[RFC PATCHv5 2/7] nvme-multipath: add support for adaptive I/O policy

Fri Dec 26 10:16:08 PST 2025

On 12/25/25 6:15 PM, Sagi Grimberg wrote:
> 
> 
> On 23/12/2025 16:50, Nilay Shroff wrote:
>> [...]
>>>>> I am not sure that normalizing to 512 blocks is a good proxy. I think that large IO will
>>>>> have much lower amortized latency per 512 block. which could create an false bias
>>>>> to place a high weight on a path, if that path happened to host large I/Os no?
>>>>>
>>>> Hmm, I think yes, good point, I think for nvme over fabrics this could be true.
>>>>
>>> Although technically we are then measure two different things (IO latency vs block latency). But yeah, block latency might be better
>>> suited for the normal case; I do wonder, though, if for high-speed
>>> links we do see a difference as the data transfer time is getting
>>> really fast...
>>>
>> For a high speed/bandwidth NIC card the transfer speed would be very fast,
>> though I think for a very large I/O size, we would see a higer latency due
>> to tcp segmentation and re-assembly.
>>
>> On my nvmf-tcp testbed, I do see the latency differences as shown below
>> for varying I/O size (captured for random-read direct I/O workload):
>> I/O-size    Avg-latency(usec)
>>   512            12113
>>   1k             10058
>>   2k             11246
>>   4k             12458
>>   8k             12189
>>   16k            11617
>>   32k            17686
>>   64k            28504
>>   128k           59013
>>   256k           118984
>>   512k           233428
>>   1M             460000
>>
>> As can be seen, for smaller block sizes (512B–16K), latency remains relatively
>> stable in the ~10–12 ms range. Starting at 32K and more noticeably at 64K and
>> above, latency increases significantly and roughly doubles with each step in
>> block size. Based on this data, I propose using coarse-grained I/O size buckets
>> to preserve latency characteristics while avoiding excessive fragmentation of
>> statistics. The suggested bucket layout is as follows:
>>
>> Bucket        block-size-range
>> small        512B-32k
>> medium        32k-64k
>> large-64k    64k-128k
>> large-128k    128k-256k
>> large-256k    256k-512k
>> large-512k    512k-1M
>> very-large    >=1M
>>
>> In this model,
>> - A single small bucket captures latency for I/O sizes where latency remains
>>    largely uniform.
>> - A medium bucket captures the transition region.
>> - Separate large buckets preserve the rapidly increasing latency behavior
>>    observed for larger block sizes.
>> - A very-large bucket handles any I/O beyond 1M.
>>
>> This approach allows the adaptive policy to retain meaningful latency distinctions across
>> I/O size regimes while keeping the number of buckets manageable and statistically stable,
>> make sense?
> 
> Yes
> 
>>
>>> [ .. ]
>>>>>> I understand your concern about whether it really makes sense to keep this
>>>>>> per-cpu-per-ns, and I see your point that you would prefer maintaining the
>>>>>> stat per-hctx instead of per-CPU.
>>>>>>
>>>>>> However, as mentioned earlier, during path selection we cannot reliably map an
>>>>>> I/O to a specific hctx, so using per-hctx statistics becomes problematic in
>>>>>> practice.
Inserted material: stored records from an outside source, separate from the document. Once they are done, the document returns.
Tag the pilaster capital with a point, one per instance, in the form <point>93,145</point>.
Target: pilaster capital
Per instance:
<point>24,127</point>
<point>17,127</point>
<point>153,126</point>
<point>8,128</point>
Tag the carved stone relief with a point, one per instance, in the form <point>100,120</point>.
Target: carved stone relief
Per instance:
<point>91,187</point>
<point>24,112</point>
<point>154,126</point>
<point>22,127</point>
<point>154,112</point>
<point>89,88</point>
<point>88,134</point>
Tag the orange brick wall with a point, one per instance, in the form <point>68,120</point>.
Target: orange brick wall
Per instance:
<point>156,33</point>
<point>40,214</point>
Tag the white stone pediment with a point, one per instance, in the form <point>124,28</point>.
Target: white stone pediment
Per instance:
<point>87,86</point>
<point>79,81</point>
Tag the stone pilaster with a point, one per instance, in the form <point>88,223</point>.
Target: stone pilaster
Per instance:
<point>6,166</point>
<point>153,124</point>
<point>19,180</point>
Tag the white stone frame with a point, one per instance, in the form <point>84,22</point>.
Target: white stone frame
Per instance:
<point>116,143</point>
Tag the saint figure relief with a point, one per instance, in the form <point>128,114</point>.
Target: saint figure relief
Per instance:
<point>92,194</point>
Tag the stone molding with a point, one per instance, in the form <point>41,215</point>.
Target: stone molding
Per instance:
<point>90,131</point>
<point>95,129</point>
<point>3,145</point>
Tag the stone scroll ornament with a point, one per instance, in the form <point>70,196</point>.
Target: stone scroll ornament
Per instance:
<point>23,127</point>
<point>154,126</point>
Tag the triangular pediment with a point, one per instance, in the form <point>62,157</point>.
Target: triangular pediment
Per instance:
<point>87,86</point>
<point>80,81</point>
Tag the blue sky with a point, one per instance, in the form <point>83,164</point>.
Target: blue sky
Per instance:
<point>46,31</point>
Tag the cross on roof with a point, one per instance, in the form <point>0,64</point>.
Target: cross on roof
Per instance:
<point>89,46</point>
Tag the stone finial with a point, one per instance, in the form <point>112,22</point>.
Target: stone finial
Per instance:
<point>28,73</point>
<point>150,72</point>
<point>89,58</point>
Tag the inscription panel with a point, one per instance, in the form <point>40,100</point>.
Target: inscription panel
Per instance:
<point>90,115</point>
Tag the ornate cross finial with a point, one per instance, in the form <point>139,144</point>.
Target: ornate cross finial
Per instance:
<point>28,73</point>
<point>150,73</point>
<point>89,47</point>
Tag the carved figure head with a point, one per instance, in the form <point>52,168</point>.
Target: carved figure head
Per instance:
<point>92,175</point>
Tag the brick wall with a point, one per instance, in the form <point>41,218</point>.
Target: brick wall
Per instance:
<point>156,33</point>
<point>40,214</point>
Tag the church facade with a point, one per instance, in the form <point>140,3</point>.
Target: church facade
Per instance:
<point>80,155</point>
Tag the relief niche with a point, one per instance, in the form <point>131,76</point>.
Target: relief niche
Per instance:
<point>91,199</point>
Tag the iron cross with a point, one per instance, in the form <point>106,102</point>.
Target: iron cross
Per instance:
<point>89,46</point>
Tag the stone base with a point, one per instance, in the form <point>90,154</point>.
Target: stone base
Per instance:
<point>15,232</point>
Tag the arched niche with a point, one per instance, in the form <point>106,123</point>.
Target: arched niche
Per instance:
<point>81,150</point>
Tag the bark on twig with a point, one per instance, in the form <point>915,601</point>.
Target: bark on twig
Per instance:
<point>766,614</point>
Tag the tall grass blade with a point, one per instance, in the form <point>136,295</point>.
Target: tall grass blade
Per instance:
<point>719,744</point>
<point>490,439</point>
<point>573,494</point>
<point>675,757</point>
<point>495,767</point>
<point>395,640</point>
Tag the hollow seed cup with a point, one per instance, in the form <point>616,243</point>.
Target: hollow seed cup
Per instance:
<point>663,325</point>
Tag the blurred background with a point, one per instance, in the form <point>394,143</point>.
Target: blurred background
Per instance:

On the other hand, maintaining the metrics per-CPU has an additional
>>>>>> advantage: on a NUMA-aware system, the measured I/O latency naturally reflects
>>>>>> the NUMA distance between the workload’s CPU and the I/O controller. This means
>>>>>> that on multi-node systems, the policy can automatically favor I/O paths/controllers
>>>>>> that are local/near to the CPU issuing the request, which may lead to better
>>>>>> latency characteristics.
>>>>> With this I tend to agree. but per-cpu has lots of other churns IMO.
>>>>> Maybe the answer is that paths weights are maintained per NUMA node?
>>>>> then accessing these weights in the fast-path is still cheap enough?
>>>> That’s a fair point, and I agree that per-CPU accounting can introduce additional
>>>> variability. However, moving to per-NUMA path weights would implicitly narrow the
>>>> scope of what we are trying to measure, as it would largely exclude components of
>>>> end-to-end latency that arise from scheduler behavior and application-level scheduling
>>>> effects. As discussed earlier, the intent of the adaptive policy is to capture the
>>>> actual I/O cost observed by the workload, which includes not only path and controller
>>>> locality but also fabric, stack, and scheduling effects. From that perspective, IMO,
>>>> maintaining per-CPU path weights remains a better fit for the stated goal. It also
>>>> offers a dual advantage: naturally reflecting NUMA locality on a per-CPU basis while
>>>> preserving a true end-to-end view of path latency, agreed?
>>>>
>>> Well, for fabrics you can easily have several paths connected to the same NUMA node (like in the classical 'two initiator ports cross-connected to two target ports', resulting in four paths in total.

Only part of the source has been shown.